Le cose stanno cosí e chi vuol capire, comprenda! E’ certo che dal Vangelo non emerge alcuna ammirazione per “l’uomo violento”, per l’uomo che si affida alla violenza come più efficace strumento di risoluzione di ogni contrasto e per l’uomo che ritenga di poter far valere le sue ragioni, giuste o sbagliate che siano. Le ragioni degli zeloti erano in parte giuste e in parte sbagliate ma Gesù non approvò la loro propensione ad un esercizio sistematico della violenza e di una violenza omicida. Il cristiano deve sapere che l’autodifesa è certamente legittimata dalla Parola di Dio, come lo è l’uso di strumenti per costruire, per cucinare o per trasportare merci e persone, ma deve sapere anche che questo principio dell’autodifesa non deve occupare nella sua mente e nel suo cuore molto più spazio di quello occupato da altre questioni legittime e tuttavia transitorie e non dotate di primaria importanza.

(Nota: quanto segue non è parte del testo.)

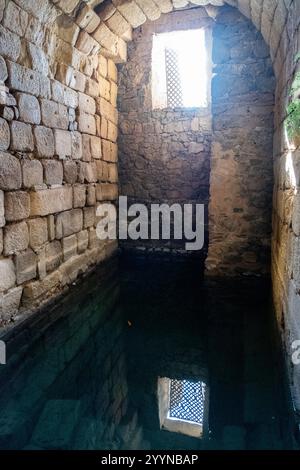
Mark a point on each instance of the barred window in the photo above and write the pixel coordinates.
(187, 401)
(180, 70)
(183, 406)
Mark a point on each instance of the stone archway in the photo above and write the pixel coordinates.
(48, 65)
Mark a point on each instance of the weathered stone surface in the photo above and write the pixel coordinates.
(32, 173)
(87, 19)
(54, 255)
(9, 303)
(106, 110)
(54, 115)
(7, 274)
(51, 201)
(4, 135)
(44, 141)
(131, 12)
(17, 206)
(15, 19)
(79, 195)
(10, 44)
(23, 79)
(86, 104)
(70, 172)
(29, 108)
(10, 172)
(69, 246)
(106, 192)
(38, 232)
(76, 142)
(2, 219)
(69, 222)
(82, 241)
(26, 264)
(63, 143)
(3, 70)
(16, 238)
(89, 217)
(87, 123)
(109, 151)
(21, 137)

Sebbene gli esseri celesti combattano e eseguano i giudizi divini con la spada fiammeggiante per proteggere da presenze indegne e indesiderate sia l’originario Giardino edenico sia la Città celeste che si manifesterà pienamente alla fine dei tempi, la loro attività primaria è la comunione con Dio e con il Suo popolo, il canto nel culto e nel vivere in pace. Questa è anche la nostra destinazione.